Большая и тяжелая гора свалилась с плеч заведующего хозяйством. Испытывая детскую легкость, толстячок смотрел на нового художника лучезарным взглядом.
— Ваши условия? — спросил Остап дерзко. — Имейте в виду, я не похоронная контора.
— Условия сдельные. По расценкам Рабиса.
Остап поморщился, что стоило ему большого труда.
— Но, кроме того, еще бесплатный стол, — поспешно добавил толстунчик, — и отдельная каюта.
— В каком же классе?
— Во втором. Впрочем, можно и в первом. Я вам это устрою.
— А обратный проезд?
— На ваши средства. Не имеем кредитов.
— Ну, ладно, — сказал Остап со вздохом, — соглашаюсь. Но со мною еще мальчик-ассистент.
— Насчет мальчика вот я не знаю. На мальчика кредита не отпущено. На свой счет — пожалуйста. Пусть живет в вашей каюте.

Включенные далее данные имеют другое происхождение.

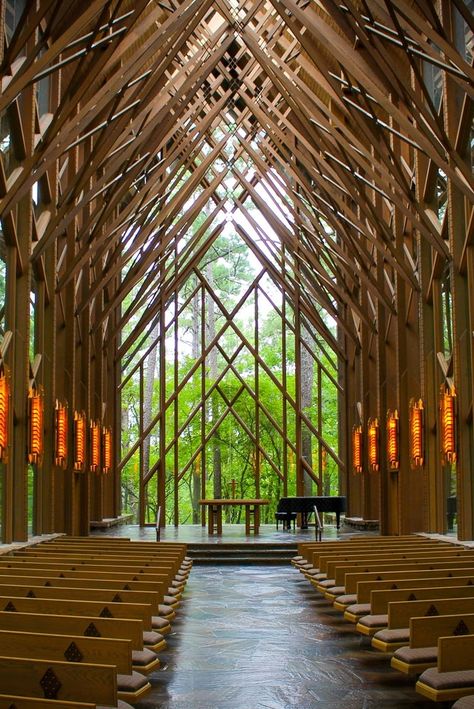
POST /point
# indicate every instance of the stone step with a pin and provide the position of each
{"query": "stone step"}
(241, 553)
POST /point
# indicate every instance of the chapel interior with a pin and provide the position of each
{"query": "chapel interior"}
(236, 323)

— Ну, пускай по-вашему. Мальчишка у меня шустрый. Привык к спартанской обстановке. Кормить вы его будете?
— Пусть приходит на кухню. Там посмотрим.
Остап получил пропуск на себя и на шустрого мальчика, положил в карман ключ от каюты и вышел на горячую палубу. Остап чувствовал немалое удовлетворение при прикосновении к ключу. Это было первый раз в его бурной жизни. Ключ и квартира были. Не было только денег. Но они находились тут же, рядом, в стульях. Великий комбинатор, заложив руки в карманы, гулял вдоль борта, якобы не замечая оставшегося на берегу Воробьянинова.
Ипполит Матвеевич сперва делал знаки молча, а потом даже осмелился попискивать. Но Бендер был глух. Повернувшись спиною к председателю концессии, он внимательно следил за процедурой опускания гидравлического пресса в трюм.
Делались последние приготовления к отвалу. Агафья Тихоновна, она же Мура, постукивая кегельными ножками, бегала из своей каюты на корму, смотрела в воду, громко делилась своими восторгами с виртуозом-балалаечником и всем этим вносила смущение в ряды почтенных деятелей тиражного предприятия.
Пароход дал второй гудок. От страшных звуков сдвинулись облака. Солнце побагровело и свалилось за горизонт. В верхнем городе зажглись лампы и фонари. С рынка в Почаевском овраге донеслись хрипы граммофонов, состязавшихся перед последними покупателями. Оглушенный и одинокий Ипполит Матвеевич что-то кричал, но его не было слышно. Лязг лебедки губил все остальные звуки.
Остап Бендер любил эффекты. Только перед третьим гудком, когда Ипполит Матвеевич уже не сомневался в том, что брошен на произвол судьбы, Остап заметил его.